Given the British Library’s mandate is to secure the world’s knowledge, that slower pace of bringing systems back online – which has been criticized by some – is also important, if you can stomach the negative press. “Disaster recovery for an organization doing digital preservation is different. If your access system goes down for a year, it's not ideal and it doesn't look great,” Wheatley said. However, “if you keep all the data you’re trying to preserve forever, that's the critical thing.” Other, more commercial entities may not have this option. “They need to be up and running in the next day or the next week, otherwise, they go out of business,” he said.

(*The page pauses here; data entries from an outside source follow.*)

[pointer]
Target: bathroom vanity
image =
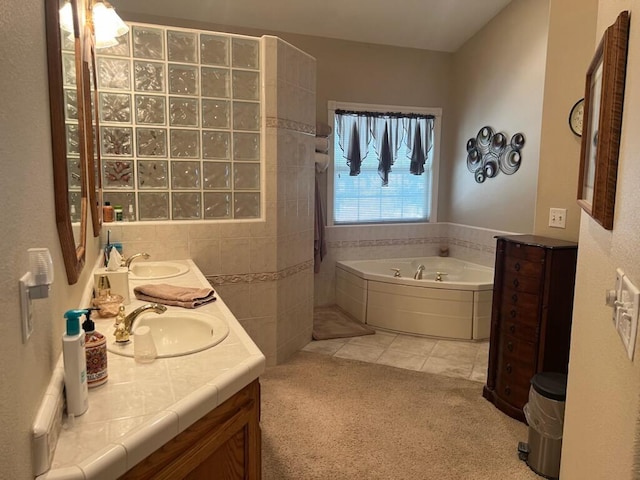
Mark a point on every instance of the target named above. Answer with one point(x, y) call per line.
point(530, 317)
point(190, 416)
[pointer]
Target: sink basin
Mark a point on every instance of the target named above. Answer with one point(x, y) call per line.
point(153, 270)
point(176, 333)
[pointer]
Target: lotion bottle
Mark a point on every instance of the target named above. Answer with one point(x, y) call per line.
point(96, 353)
point(75, 366)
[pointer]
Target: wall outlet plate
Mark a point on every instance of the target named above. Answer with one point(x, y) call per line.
point(26, 312)
point(627, 311)
point(558, 217)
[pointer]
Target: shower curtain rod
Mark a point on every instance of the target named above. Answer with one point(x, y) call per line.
point(361, 113)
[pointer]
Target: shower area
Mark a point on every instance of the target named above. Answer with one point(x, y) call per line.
point(207, 143)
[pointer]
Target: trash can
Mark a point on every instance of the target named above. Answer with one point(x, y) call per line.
point(545, 415)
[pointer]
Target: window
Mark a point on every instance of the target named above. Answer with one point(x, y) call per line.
point(393, 182)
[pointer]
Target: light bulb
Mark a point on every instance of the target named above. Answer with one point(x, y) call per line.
point(66, 17)
point(107, 25)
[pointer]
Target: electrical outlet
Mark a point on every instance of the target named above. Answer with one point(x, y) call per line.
point(26, 314)
point(626, 313)
point(557, 217)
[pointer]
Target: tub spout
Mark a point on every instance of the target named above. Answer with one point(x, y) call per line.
point(127, 262)
point(439, 276)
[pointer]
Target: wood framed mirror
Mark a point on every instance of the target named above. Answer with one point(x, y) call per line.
point(69, 148)
point(604, 98)
point(92, 127)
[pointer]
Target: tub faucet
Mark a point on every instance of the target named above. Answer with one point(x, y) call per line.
point(123, 330)
point(127, 262)
point(439, 276)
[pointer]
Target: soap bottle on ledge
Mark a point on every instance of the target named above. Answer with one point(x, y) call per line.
point(75, 364)
point(96, 353)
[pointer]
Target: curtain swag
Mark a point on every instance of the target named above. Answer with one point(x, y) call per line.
point(387, 131)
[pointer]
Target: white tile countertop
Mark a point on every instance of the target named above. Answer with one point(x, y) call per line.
point(143, 406)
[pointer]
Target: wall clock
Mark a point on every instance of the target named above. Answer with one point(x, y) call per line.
point(576, 116)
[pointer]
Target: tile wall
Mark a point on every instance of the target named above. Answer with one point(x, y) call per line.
point(262, 269)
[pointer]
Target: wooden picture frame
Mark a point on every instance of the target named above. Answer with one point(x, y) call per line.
point(604, 96)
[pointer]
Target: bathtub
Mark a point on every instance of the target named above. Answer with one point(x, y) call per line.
point(457, 307)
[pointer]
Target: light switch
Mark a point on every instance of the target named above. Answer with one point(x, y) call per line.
point(626, 314)
point(557, 217)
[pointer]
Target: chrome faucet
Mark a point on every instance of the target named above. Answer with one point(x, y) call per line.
point(439, 276)
point(127, 262)
point(123, 329)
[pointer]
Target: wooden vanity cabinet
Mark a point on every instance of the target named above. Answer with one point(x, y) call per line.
point(225, 444)
point(530, 317)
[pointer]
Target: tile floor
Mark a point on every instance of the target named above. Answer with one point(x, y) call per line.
point(444, 357)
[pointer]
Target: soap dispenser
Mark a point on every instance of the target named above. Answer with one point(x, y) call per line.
point(96, 352)
point(75, 366)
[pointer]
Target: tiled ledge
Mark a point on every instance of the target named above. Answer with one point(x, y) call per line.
point(216, 280)
point(282, 123)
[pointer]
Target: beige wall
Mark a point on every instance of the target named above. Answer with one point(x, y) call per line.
point(498, 81)
point(569, 51)
point(602, 419)
point(27, 220)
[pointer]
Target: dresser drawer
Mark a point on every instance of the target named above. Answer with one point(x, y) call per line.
point(519, 283)
point(518, 266)
point(513, 390)
point(516, 373)
point(527, 332)
point(531, 253)
point(522, 314)
point(516, 349)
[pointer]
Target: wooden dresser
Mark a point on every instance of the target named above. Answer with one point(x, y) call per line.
point(530, 316)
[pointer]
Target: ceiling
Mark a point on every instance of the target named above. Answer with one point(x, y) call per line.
point(443, 25)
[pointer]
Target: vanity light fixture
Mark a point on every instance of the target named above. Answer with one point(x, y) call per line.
point(66, 18)
point(108, 26)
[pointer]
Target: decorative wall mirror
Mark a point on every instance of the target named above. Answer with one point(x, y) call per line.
point(66, 94)
point(94, 184)
point(604, 97)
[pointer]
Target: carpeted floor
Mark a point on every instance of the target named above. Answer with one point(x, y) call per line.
point(330, 418)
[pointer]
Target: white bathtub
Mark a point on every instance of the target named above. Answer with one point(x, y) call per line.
point(458, 307)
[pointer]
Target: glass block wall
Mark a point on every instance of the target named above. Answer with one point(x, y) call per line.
point(180, 124)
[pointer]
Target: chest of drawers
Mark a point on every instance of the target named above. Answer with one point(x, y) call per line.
point(530, 316)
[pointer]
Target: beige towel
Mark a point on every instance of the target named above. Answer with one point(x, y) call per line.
point(166, 294)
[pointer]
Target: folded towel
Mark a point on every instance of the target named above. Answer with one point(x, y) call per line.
point(166, 294)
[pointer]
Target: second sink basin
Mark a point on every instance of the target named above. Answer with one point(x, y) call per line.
point(176, 333)
point(151, 270)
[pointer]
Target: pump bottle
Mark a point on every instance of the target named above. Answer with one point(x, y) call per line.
point(75, 365)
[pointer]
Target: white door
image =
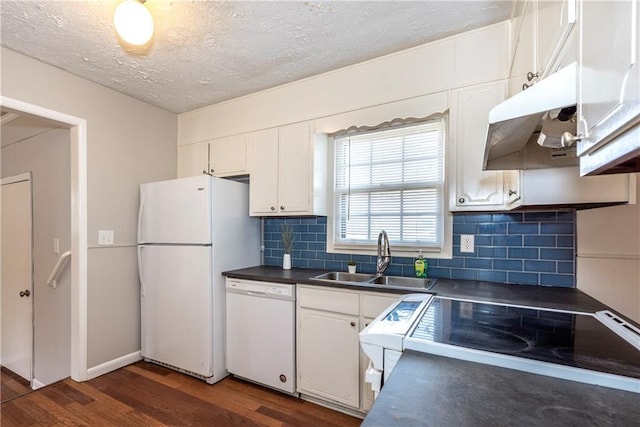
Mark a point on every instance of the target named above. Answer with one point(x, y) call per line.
point(17, 288)
point(176, 211)
point(176, 297)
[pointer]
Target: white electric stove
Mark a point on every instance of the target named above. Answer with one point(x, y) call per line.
point(599, 348)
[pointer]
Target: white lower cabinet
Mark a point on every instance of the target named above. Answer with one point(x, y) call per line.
point(330, 364)
point(328, 356)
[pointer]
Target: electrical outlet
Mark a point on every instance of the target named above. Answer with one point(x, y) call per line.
point(105, 237)
point(466, 243)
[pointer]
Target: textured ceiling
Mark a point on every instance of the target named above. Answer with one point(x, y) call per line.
point(205, 52)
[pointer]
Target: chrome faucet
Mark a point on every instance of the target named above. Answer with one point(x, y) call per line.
point(384, 253)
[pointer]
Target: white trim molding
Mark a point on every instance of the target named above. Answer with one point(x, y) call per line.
point(114, 364)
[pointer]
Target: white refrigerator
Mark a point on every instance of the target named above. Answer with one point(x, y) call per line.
point(190, 230)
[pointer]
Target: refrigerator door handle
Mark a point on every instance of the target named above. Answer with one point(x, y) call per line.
point(140, 211)
point(140, 274)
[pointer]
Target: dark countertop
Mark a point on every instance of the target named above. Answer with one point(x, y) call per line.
point(305, 276)
point(526, 295)
point(430, 390)
point(531, 296)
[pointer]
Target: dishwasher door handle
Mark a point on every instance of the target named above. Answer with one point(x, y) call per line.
point(256, 294)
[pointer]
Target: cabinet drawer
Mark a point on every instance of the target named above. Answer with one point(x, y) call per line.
point(329, 300)
point(374, 304)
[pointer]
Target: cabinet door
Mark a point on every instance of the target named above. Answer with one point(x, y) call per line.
point(476, 189)
point(193, 159)
point(609, 72)
point(328, 356)
point(294, 159)
point(228, 156)
point(263, 191)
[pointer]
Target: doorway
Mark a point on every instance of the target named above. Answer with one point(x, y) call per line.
point(16, 315)
point(78, 287)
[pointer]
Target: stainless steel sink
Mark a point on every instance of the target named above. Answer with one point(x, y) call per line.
point(403, 282)
point(338, 276)
point(397, 281)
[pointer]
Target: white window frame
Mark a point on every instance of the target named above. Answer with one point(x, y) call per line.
point(446, 251)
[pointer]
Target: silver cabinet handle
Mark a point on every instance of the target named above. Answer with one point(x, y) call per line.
point(568, 139)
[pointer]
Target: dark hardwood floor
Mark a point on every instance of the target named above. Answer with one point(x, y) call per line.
point(12, 385)
point(144, 394)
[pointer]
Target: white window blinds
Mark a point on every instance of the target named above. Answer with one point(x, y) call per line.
point(390, 180)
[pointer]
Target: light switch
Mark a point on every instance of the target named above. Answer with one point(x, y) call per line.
point(466, 243)
point(105, 237)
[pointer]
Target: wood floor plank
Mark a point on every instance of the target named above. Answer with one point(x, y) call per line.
point(144, 394)
point(40, 415)
point(61, 413)
point(13, 415)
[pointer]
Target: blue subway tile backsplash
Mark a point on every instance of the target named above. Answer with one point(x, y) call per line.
point(532, 248)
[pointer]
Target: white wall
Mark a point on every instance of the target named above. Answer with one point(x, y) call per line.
point(128, 143)
point(47, 157)
point(471, 58)
point(608, 251)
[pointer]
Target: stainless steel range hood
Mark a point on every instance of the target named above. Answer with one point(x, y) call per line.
point(524, 131)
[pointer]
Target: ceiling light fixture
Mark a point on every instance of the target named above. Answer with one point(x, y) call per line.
point(133, 22)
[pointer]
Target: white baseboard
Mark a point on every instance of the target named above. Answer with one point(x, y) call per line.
point(112, 365)
point(35, 384)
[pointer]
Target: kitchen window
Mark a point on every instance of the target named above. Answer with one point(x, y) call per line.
point(390, 179)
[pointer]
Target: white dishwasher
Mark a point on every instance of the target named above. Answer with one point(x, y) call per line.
point(261, 332)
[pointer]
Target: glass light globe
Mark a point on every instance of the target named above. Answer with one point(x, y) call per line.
point(133, 22)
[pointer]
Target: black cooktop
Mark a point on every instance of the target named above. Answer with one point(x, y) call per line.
point(576, 340)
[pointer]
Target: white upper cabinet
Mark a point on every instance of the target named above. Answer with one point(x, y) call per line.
point(474, 188)
point(228, 156)
point(608, 83)
point(544, 38)
point(219, 157)
point(288, 172)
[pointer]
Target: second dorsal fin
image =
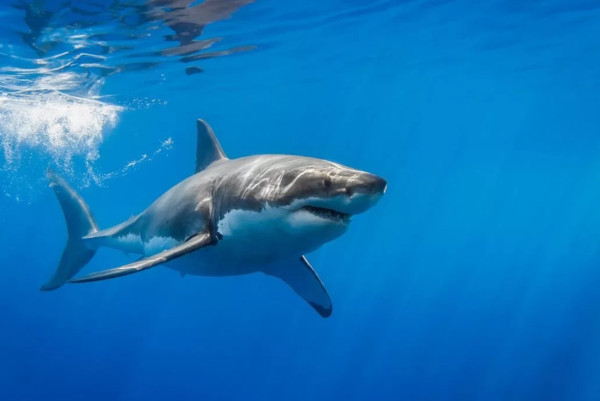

As with many technical decisions, the approach here will depend on your business goals and priorities. Take the time and the effort to do it right – it could pay dividends when disaster strikes.
Pay the ransom?
There is one other alternative – a last resort that all authorities and experts recommend against, but which many organizations do anyway: pay the ransom asked of you by the hackers. Paying up benefits the hackers to the detriment of the victims, as Sophos data shows the amount paid by victims of ransomware nearly doubled from 2022 to 2023, with an average payout of $1.5 million.
“It is just basic practice that you don’t pay money to criminal blackmailers,” the British Library chief executive Keating told the Financial Times. “It was important for us to articulate choices, to set a tone.”
There’s also no guarantee that paying up will result in your data being returned: ransomware gangs aren’t necessarily known for their trustworthiness. But it is a quicker solution, and one that many choose when the worst happens.